The outstanding feature of phosgene poisoning is massive pulmonary oedema. With exposure to very high concentrations death may occur within several hours; in most fatal cases pulmonary oedema reaches a maximum in 12 hours followed by death in 24-48 hours. If the casualty survives, resolution commences within 48 hours and, in the absence of complicating infection, there may be little or no residual damage.
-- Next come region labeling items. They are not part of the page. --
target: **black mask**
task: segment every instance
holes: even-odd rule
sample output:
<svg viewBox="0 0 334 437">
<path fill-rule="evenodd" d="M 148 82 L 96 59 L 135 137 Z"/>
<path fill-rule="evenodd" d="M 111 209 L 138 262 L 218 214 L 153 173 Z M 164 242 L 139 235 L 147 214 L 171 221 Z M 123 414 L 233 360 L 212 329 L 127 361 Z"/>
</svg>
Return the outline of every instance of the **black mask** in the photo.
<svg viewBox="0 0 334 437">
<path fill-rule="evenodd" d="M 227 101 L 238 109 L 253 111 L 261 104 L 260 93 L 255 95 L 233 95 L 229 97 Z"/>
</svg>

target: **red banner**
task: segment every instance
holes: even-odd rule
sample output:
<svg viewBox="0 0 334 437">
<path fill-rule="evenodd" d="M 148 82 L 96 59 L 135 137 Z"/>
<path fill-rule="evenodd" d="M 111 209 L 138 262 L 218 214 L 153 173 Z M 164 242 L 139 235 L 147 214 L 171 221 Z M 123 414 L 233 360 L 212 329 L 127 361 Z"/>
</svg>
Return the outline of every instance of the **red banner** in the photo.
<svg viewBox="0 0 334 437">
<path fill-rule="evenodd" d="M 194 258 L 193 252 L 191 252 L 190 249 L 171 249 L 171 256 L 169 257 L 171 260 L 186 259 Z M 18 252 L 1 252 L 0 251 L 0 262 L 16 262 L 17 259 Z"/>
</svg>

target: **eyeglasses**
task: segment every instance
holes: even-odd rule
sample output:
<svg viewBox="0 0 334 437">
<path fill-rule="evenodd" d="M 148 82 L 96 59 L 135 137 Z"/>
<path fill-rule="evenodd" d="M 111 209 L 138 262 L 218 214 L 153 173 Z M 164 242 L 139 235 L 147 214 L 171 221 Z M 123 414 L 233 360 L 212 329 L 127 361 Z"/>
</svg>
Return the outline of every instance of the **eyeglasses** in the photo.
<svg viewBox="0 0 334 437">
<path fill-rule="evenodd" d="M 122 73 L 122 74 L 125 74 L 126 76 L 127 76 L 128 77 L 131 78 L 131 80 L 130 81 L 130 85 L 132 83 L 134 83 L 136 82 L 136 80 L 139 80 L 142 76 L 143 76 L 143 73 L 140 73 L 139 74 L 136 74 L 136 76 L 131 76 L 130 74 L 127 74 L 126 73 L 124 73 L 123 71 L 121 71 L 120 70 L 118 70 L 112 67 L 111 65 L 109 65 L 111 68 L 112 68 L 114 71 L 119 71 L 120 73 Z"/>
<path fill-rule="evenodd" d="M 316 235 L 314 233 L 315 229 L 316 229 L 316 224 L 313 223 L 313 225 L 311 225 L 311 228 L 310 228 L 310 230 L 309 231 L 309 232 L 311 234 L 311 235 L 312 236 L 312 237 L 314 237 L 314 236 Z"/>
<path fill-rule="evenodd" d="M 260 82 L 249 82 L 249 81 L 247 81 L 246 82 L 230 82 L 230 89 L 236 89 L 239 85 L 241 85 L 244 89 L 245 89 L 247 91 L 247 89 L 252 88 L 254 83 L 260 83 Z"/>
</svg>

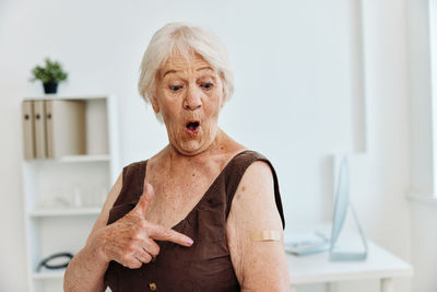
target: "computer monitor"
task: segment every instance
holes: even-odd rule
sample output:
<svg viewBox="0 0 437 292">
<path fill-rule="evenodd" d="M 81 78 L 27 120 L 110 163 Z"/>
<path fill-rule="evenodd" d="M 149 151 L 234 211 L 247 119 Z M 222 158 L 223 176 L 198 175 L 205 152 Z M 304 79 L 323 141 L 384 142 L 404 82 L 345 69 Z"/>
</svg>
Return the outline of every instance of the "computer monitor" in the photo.
<svg viewBox="0 0 437 292">
<path fill-rule="evenodd" d="M 349 201 L 350 194 L 350 171 L 346 157 L 342 157 L 339 170 L 338 185 L 335 188 L 335 201 L 333 208 L 332 218 L 332 230 L 331 230 L 331 243 L 329 248 L 330 260 L 365 260 L 367 258 L 367 241 L 364 235 L 363 229 L 359 224 L 357 215 L 354 208 Z M 364 245 L 364 252 L 341 252 L 336 248 L 336 242 L 341 234 L 342 227 L 344 225 L 344 220 L 346 219 L 347 209 L 351 208 L 354 221 L 359 232 Z"/>
</svg>

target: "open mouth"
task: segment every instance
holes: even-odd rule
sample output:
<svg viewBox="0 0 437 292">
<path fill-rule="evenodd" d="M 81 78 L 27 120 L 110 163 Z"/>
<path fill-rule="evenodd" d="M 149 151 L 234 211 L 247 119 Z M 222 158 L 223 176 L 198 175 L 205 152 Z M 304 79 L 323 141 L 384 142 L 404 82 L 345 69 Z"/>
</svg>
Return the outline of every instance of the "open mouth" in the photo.
<svg viewBox="0 0 437 292">
<path fill-rule="evenodd" d="M 185 127 L 189 133 L 197 133 L 199 131 L 200 122 L 198 120 L 188 121 Z"/>
</svg>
During and immediately after exposure, there is likely to be coughing, choking, a feeling of tightness in the chest, nausea, and occasionally vomiting, headache and lachrymation. The presence or absence of these symptoms is of little value in immediate prognosis. Some patients with severe coughs fail to develop serious lung injury, while others with little sign of early respiratory tract irritation develop fatal pulmonary oedema. A period follows during which abnormal chest signs are absent and the patient may be symptom-free. This interval commonly lasts 2 to 24 hours but may be shorter. It is terminated by the signs and symptoms of pulmonary oedema. These begin with cough (occasionally substernally painful), dyspnoea, rapid shallow breathing and cyanosis. Nausea and vomiting may appear. As the oedema progresses, discomfort, apprehension and dyspnoea increase and frothy sputum develops. The patient may develop shock-like symptoms, with pale, clammy skin, low blood pressure and feeble, rapid heartbeat. During the acute phase, casualties may have minimal signs and symptoms and the prognosis should be guarded. Casualties may very rapidly develop severe pulmonary oedema. If casualties survive more than 48 hours they usually recover.
Nerve Agents
The nerve agents are a group of particularly toxic chemical warfare agents. They were developed just before and during World War II and are related chemically to the organophosphorus insecticides. The principle agents in this group are:
GA (Tabun)
GB (Sarin)
GD (Soman)
GF
VX (methylphosphonothioic acid)
The "G" agents tend to be non-persistent whereas the "V" agents are persistent. Some "G" agents may be thickened with various substances in order to increase their persistence, and therefore the total amount penetrating intact skin. At room temperature GB is a comparatively volatile liquid and therefore non-persistent. GD is also significantly volatile, as is GA though to a lesser extent. VX is a relatively non-volatile liquid and therefore persistent. It is regarded as presenting little vapour hazard to people exposed to it. In the pure state nerve agents are colorless and mobile liquids. In an impure state nerve agents may be encountered as yellowish to brown liquids. Some nerve agents have a faint fruity odour.
GB and VX doses which are potentially life-threatening may be only slightly larger than those producing least effects. Death usually occurs within 15 minutes after absorption of a fatal VX dosage.
Although only about half as toxic as GB by inhalation, GA in low concentrations is more irritating to the eyes than GB. Symptoms appear much more slowly from a skin dosage than from a respiratory dosage. Although skin absorption great enough to cause death may occur in 1 to 2 minutes, death may be delayed for 1 to 2 hours. Respiratory lethal dosages kill in 1 to 10 minutes, and liquid in the eye kills almost as rapidly.